Empecemos por sus consecuencias inmediatas.
Casualmente, benefician directamente a los propietarios de capital. Cuando se elevan los tipos de interés los poseedores de dinero (y sobre todo los bancos) reciben más renta y cuando se controlan los salarios es el excedente empresarial el que aumenta.
Aplicando esta política, por tanto, lo que se hace es aumentar directamente las ganancias de los más poderosos y privilegiados.
Por supuesto, en todo caso hay que preguntarse si, a pesar de este efecto tan asimétrico, tienen al fin y al cabo un efecto a la hora de controlar la inflación.
La respuesta es relativamente fácil: efectivamente, permiten controlar la inflación pero a costa de reducir la marcha de la economía, es decir, de disminuir la actividad económica.
Es fácil de entender: cuando los tipos de interés se elevan, se encarece el acceso al crédito. Los bancos y los ahorradores ganarán más pero los empresarios que necesitan dinero ajeno para financiar sus empresas, para mantener el empleo y la inversión, tendrán que soportar costes financieros más elevados y eso les lleva a disminuir su actividad. Además, los consumidores que ven cómo sus rentas salariales pierden poder adquisitivo y que se encarecen los posibles créditos al consumo que pudieran tener a su disposición, reducen sus compras de bienes y servicios.
Es posible que entonces, cuando disminuyan las ventas, que los precios bajen o, al menos, que se frene su subida pero habrá sido a costa de una menor actividad, de menor empleo, de menor inversión…
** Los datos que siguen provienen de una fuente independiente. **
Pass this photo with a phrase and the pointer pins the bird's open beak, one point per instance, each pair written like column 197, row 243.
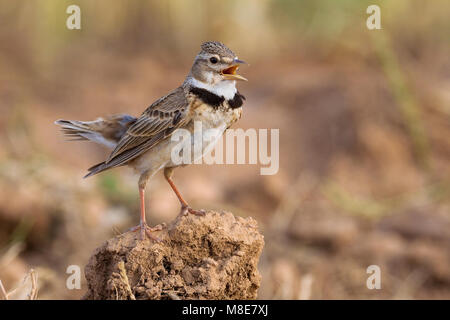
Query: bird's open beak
column 230, row 72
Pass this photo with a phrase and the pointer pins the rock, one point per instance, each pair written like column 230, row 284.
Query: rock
column 208, row 257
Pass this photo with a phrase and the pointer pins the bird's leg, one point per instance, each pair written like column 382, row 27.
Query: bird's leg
column 143, row 227
column 185, row 208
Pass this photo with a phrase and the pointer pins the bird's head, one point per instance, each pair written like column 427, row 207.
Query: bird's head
column 216, row 65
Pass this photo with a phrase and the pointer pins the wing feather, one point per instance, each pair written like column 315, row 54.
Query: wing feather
column 156, row 123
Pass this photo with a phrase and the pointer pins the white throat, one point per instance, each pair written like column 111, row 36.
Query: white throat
column 226, row 88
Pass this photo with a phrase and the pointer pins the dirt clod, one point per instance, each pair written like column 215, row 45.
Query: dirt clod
column 210, row 257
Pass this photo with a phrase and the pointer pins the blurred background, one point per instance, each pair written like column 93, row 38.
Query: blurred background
column 364, row 119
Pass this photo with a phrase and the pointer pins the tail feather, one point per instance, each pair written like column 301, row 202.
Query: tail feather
column 100, row 167
column 102, row 131
column 107, row 132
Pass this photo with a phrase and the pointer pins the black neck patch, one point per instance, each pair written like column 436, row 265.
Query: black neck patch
column 207, row 97
column 214, row 100
column 237, row 101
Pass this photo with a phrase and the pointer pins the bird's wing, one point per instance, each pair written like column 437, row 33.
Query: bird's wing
column 156, row 123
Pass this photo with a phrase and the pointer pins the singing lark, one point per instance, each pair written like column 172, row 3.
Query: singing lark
column 208, row 94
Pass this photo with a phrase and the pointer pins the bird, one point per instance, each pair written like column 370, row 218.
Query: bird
column 208, row 95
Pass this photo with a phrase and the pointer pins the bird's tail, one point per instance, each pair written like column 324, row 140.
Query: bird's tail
column 102, row 131
column 102, row 166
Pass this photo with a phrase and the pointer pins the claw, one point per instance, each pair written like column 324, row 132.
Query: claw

En conclusión, estas políticas recuerdan el chiste de aquel cirujano al que le preguntaron sobre la operación que acababa de realizar: «Magnífico -dijo-. Ha sido una operación perfecta. Lástima que el enfermo haya muerto». Las políticas liberales contra la inflación hacen lo mismo: controlan los precios matando a la economía.
Y aquí viene otra paradoja. Resulta que a los grandes capitales, a los poderosos que se benefician de todas estas políticas, no le viene nada mal que muera el enfermo, es decir, que haya menos actividad económica y, sobre todo, que se pierda empleo.
Cuando más paro hay es más fácil que las empresas venzan a los trabajadores a la hora de negociar las condiciones laborales y salariales y, en suma, que puedan aumentar los beneficios a su costa.
¿Se comprende ahora por qué los políticos y gobiernos neoliberales han convertido a la lucha contra la inflación en el eje de todas las políticas económicas?